The Commerce Department continues to hold that the South Korean government did not provide a countervailable subsidy to producers of hot-rolled steel through cheap electricity and that the agency came to this conclusion in a legal way, despite a decision by the U.S. Court of Appeals for the Federal Circuit to the contrary. In June 10 remand results in the Court of International Trade, Commerce explained why the Federal Circuit was mistaken in its ruling and why it used the appropriate methodology in determining that no benefit was conferred between the Korean government and producers POSCO and Hyundai Steel (POSCO v. United States, CIT #16-00227).

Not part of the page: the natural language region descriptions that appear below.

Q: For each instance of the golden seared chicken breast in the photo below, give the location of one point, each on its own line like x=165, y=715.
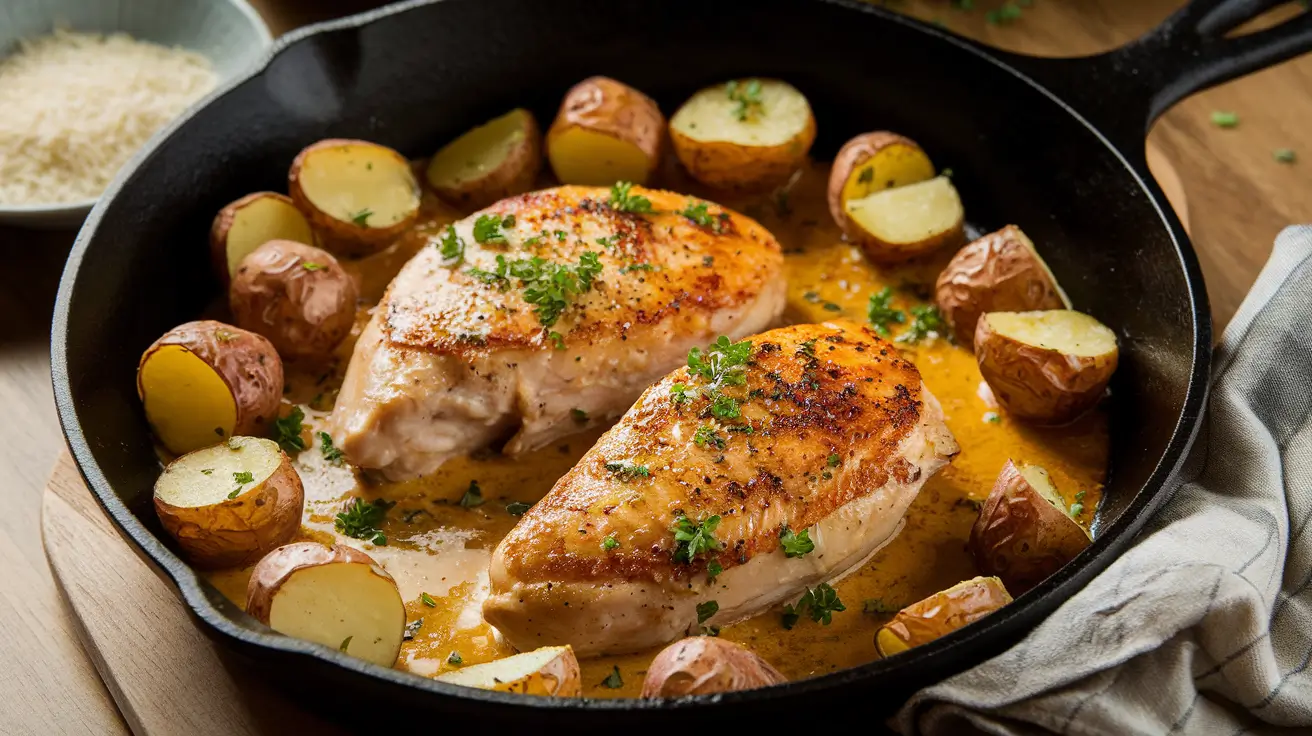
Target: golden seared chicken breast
x=542, y=314
x=758, y=470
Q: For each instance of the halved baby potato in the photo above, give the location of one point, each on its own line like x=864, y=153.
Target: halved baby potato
x=295, y=295
x=1046, y=366
x=941, y=614
x=206, y=381
x=744, y=135
x=550, y=671
x=251, y=222
x=230, y=504
x=870, y=163
x=1024, y=531
x=902, y=223
x=605, y=131
x=335, y=596
x=997, y=273
x=492, y=162
x=358, y=196
x=701, y=665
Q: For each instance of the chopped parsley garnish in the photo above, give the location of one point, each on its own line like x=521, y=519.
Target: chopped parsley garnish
x=286, y=430
x=472, y=496
x=819, y=602
x=694, y=539
x=326, y=446
x=361, y=520
x=797, y=545
x=881, y=314
x=747, y=97
x=451, y=247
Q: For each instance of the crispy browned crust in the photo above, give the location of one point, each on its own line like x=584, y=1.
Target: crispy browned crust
x=945, y=612
x=303, y=311
x=1037, y=383
x=476, y=318
x=613, y=108
x=246, y=361
x=850, y=156
x=857, y=391
x=277, y=567
x=1021, y=537
x=701, y=665
x=996, y=273
x=238, y=531
x=340, y=236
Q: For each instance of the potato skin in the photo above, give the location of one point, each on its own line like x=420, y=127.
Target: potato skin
x=1041, y=385
x=996, y=273
x=1020, y=537
x=238, y=531
x=246, y=361
x=274, y=568
x=303, y=311
x=613, y=108
x=941, y=614
x=699, y=665
x=340, y=236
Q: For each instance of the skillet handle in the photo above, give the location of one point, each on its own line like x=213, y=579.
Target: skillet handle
x=1123, y=91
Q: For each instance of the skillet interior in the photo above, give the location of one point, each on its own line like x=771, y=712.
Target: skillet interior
x=415, y=79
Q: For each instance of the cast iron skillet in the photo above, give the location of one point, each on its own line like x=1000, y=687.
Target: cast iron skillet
x=1055, y=146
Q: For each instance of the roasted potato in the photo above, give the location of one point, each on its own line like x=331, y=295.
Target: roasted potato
x=605, y=131
x=940, y=614
x=295, y=295
x=492, y=162
x=231, y=503
x=870, y=163
x=335, y=596
x=251, y=222
x=902, y=223
x=1024, y=531
x=744, y=135
x=357, y=196
x=550, y=671
x=701, y=665
x=205, y=381
x=1045, y=366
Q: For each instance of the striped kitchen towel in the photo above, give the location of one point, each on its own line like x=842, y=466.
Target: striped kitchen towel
x=1205, y=626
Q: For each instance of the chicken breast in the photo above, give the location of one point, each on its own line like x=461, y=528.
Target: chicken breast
x=820, y=428
x=543, y=314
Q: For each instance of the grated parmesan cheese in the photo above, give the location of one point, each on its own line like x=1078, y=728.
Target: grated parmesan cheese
x=78, y=105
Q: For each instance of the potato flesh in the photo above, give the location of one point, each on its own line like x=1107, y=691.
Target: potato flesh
x=594, y=159
x=909, y=214
x=360, y=184
x=1064, y=331
x=891, y=167
x=188, y=403
x=207, y=476
x=331, y=602
x=261, y=221
x=711, y=114
x=479, y=151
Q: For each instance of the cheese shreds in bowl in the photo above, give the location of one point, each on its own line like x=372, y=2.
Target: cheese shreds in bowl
x=78, y=105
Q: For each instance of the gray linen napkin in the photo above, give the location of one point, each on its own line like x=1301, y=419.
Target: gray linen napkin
x=1205, y=625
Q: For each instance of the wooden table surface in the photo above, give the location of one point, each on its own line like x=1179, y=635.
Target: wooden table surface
x=1239, y=200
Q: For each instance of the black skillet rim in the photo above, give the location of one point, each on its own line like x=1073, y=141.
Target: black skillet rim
x=190, y=588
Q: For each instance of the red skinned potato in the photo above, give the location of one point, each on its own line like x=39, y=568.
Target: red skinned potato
x=701, y=665
x=1024, y=531
x=206, y=381
x=997, y=273
x=230, y=504
x=295, y=295
x=335, y=596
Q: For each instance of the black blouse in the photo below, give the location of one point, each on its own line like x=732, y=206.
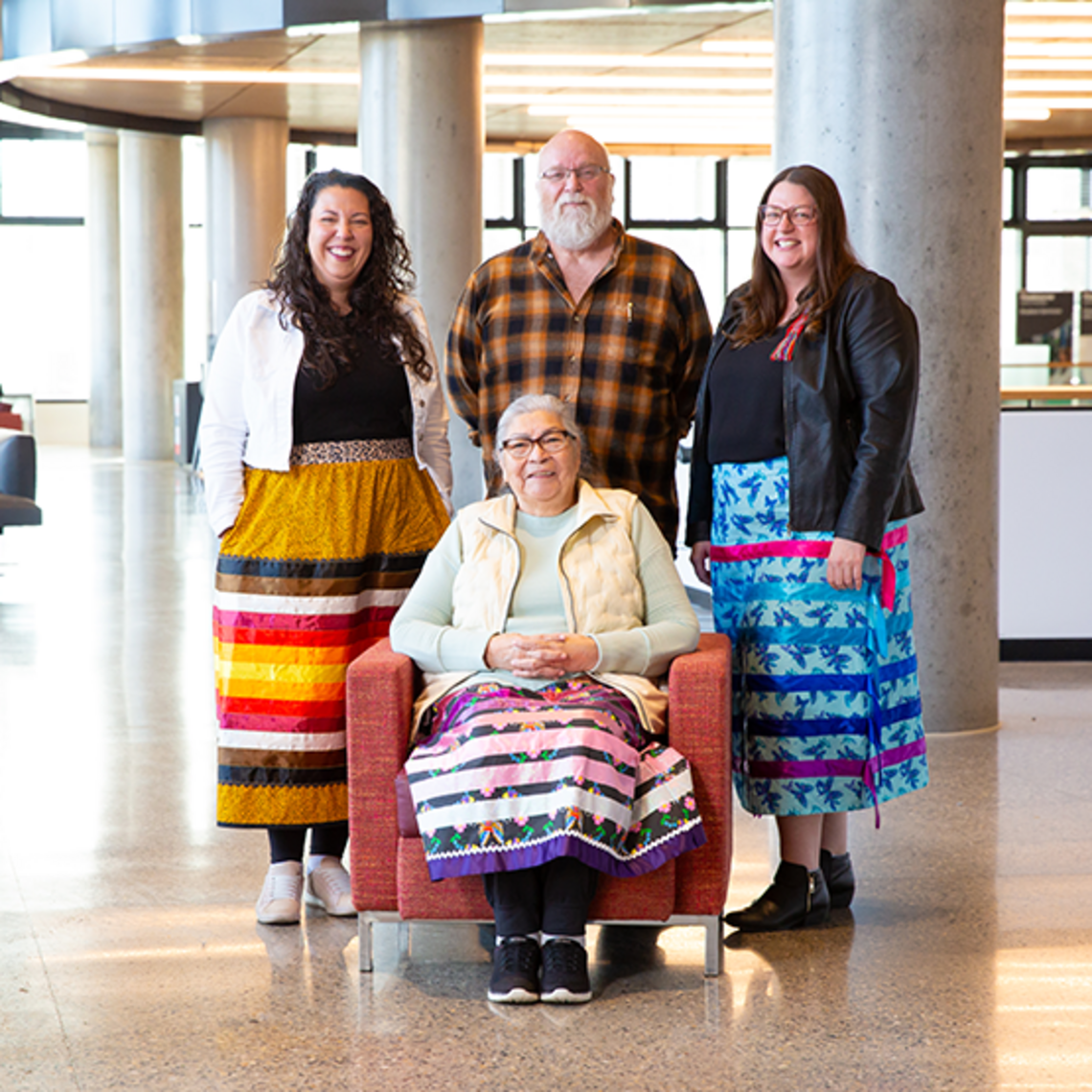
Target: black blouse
x=746, y=404
x=371, y=402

CBP was wrong to exclude certain motor frame assemblies from entry to the U.S. as "drug paraphernalia" since the goods, which will be used to make a marijuana processing machine, are legal in the states of Washington and Nevada, importer Eteros Technologies USA said in a June 11 complaint in the Court of International Trade. Eteros claims that there is an exemption to the law that bans the import of drug paraphernalia when a person who is allowed by local, state or federal law to "manufacture, possess or distribute 'drug paraphernalia.'" CBP has consistently failed to recognize this exemption, Eteros said (Eteros Technologies USA, Inc. v. United States, CIT #21-00287).
The Court of International Trade found again that President Donald Trump violated procedural time limits when expanding Section 232 tariffs to steel and aluminum “derivatives,” in a June 10 decision. Citing CIT's prior case on the topic, PrimeSource Building Products Inc. v. United States (see 2104050049), Judges Jennifer Choe-Groves and Timothy Stanceu awarded refunds for tariffs paid to steel fastener importers Oman Fasteners, Huttig Building Products and Huttig Inc. In Oman Fasteners, LLC. et al. v. United States, the court ruled that the president illegally announced the tariff expansion after the 105-day deadline laid out by Section 232, but denied the plaintiff's other two claims, without prejudice, on the procedural violations of the tariff expansion. The panel's third member, Judge Miller Baker, concurred in part and dissented in part.
The following lawsuits were recently filed at the Court of International Trade:
The Court of International Trade should stay liquidation of PrimeSource Building Products' imports of steel "derivatives" and reinstate the requirement of PrimeSource to monitor future derivative imports and maintain a sufficient continuous bond, pending an appeal of the steel derivative decision, the Department of Justice said in a June 9 filing.
JSW Steel (USA) is accusing three U.S. steelmakers of a conspiracy and group "boycott" to hinder JSW's ability to make and sell competing steel products, according to a June 8 complaint in the U.S. District Court for the Southern District of Texas. Following the imposition of Section 232 tariffs on steel and aluminum in 2018, JSW claims U.S. Steel, Nucor and AK Steel owner Cleveland-Cliffs, which control 80% of domestic steel capacity, colluded to refuse to sell raw material to JSW.